Foremny w uzasadnieniu nagany dla Hawranka napisał również: – „Naruszenie dotyczy również niezastosowania się do mojego polecenia o tym, że informacje dotyczące spraw WSSE w Krakowie, zwłaszcza związane z bezpieczeństwem epidemiologicznym Małopolski, winny być udzielane jedynie przeze mnie lub osobę wyznaczoną do pełnienia funkcji rzecznika prasowego stacji” – czytamy w naganie.
Po otrzymaniu nagany Hawranek złożył sprzeciw. – „Uważam, że wszyscy obywatele naszego kraju mają prawo do informacji, zastraszyć i zakneblować obecnej władzy się nie pozwolę” – napisał na Twitterze.
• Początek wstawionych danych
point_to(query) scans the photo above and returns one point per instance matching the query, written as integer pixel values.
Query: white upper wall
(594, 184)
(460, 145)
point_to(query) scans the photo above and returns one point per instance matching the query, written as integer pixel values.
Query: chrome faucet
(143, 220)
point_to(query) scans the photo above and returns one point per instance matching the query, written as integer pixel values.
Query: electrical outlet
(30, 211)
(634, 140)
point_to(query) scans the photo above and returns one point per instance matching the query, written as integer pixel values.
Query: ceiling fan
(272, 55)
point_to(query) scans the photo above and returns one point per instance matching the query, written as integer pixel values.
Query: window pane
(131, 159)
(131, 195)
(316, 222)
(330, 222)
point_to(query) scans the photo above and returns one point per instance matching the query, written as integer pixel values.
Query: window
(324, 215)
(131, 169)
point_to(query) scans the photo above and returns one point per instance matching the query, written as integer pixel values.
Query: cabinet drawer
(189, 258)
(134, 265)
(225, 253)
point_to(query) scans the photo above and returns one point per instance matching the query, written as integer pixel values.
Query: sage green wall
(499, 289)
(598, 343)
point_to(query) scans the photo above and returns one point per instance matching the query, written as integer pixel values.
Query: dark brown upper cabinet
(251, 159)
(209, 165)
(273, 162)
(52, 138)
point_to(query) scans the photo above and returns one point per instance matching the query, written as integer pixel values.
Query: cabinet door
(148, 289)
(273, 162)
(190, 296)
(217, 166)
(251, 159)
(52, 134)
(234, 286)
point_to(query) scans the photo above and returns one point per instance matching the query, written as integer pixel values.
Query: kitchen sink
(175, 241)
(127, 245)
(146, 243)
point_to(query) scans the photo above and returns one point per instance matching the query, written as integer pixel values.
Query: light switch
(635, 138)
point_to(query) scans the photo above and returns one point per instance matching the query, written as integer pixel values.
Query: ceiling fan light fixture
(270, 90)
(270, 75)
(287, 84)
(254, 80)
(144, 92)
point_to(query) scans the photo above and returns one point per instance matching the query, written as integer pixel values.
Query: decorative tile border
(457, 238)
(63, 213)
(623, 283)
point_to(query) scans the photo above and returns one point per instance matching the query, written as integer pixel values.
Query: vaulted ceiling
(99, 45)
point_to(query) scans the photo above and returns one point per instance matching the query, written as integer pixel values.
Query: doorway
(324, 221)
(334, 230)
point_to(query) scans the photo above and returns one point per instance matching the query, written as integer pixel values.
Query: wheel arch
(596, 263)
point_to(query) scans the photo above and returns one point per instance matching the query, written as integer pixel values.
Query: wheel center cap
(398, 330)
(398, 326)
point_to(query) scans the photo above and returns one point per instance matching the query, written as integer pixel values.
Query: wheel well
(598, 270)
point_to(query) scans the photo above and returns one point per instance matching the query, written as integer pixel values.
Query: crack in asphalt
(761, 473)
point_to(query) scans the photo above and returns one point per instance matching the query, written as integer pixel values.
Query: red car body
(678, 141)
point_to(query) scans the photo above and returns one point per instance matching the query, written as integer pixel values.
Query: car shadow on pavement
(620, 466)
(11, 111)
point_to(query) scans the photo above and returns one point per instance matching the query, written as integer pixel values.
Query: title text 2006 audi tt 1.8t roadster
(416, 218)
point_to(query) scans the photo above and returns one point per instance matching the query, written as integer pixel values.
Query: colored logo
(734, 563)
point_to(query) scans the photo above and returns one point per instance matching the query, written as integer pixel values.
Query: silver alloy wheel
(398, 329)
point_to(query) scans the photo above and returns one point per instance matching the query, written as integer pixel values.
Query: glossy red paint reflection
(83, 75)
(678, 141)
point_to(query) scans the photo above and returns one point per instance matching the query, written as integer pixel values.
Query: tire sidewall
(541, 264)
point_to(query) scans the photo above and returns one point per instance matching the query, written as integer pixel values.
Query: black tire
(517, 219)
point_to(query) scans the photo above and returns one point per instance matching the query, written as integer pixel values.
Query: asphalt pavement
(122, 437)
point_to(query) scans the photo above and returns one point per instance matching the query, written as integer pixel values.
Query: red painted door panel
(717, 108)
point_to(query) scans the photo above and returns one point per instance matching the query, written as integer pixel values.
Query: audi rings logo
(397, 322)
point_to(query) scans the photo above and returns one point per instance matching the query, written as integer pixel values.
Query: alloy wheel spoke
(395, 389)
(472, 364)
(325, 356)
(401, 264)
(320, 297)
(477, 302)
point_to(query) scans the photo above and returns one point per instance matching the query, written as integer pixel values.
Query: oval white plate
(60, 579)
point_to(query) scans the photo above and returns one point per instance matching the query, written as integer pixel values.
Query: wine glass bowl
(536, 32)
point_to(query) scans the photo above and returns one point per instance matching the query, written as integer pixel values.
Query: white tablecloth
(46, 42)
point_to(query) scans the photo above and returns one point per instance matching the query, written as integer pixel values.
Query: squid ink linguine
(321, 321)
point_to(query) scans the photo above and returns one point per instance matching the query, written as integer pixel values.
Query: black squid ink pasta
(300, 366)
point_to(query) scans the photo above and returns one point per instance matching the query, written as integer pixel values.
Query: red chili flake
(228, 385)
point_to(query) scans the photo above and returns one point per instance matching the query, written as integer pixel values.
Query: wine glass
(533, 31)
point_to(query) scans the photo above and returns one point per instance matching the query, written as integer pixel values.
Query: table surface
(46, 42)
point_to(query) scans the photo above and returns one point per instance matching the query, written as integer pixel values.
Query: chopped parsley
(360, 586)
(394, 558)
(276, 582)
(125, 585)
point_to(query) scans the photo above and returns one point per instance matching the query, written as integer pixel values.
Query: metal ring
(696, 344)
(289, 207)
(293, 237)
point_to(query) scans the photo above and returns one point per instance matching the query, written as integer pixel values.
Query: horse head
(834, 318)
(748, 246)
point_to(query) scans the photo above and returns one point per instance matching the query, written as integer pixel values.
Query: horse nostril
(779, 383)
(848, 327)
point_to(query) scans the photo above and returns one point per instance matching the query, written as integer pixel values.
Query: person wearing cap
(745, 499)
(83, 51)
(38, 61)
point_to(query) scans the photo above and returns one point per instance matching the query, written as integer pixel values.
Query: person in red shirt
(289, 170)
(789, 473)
Demokracja kopertowa, demokracja korespondencyjna – to nie jest demokracja, w której spór o idee i racje jest dostępny dla wszystkich.
Udało się Kaczyńskiemu wyciszyć demokrację – w Sejmie nie ma debat, są restrykcje marszałka wobec opozycyjnych posłów.
Demokracja sfałszowana, bo taka będzie, gdy dojdzie do głosowania korespondencyjnego.
Polityk służy społeczeństwu (jakkolwiek to brzmi górnolotnie), a nie korytu. Do koryta pcha się folwark zwierząt PiS, ani to inteligentni politycy, ani utalentowani, motłoch z łapanki.
Zaraza koronawirusa nie przeszkadza Kaczyńskiemu myśleć tylko o władzy dla samej władzy. Nie ma on żadnego kontaktu z ludźmi. Dość szybko w kraju nastąpiła degeneracja władzy i to bardziej zdegenerowana niż za PRL.
Można z całą odpowiedzialnością intelektualną i moralną określić prezesa PiS jako degenerata.
Rządzi nami autokrata degenerat za pomocą zdegenerowanej demokracji, mutanta ustrojowego – demokracji kopertowej, korespondencyjnej.
A za to się płaci, za to zapłaci autor degenerat.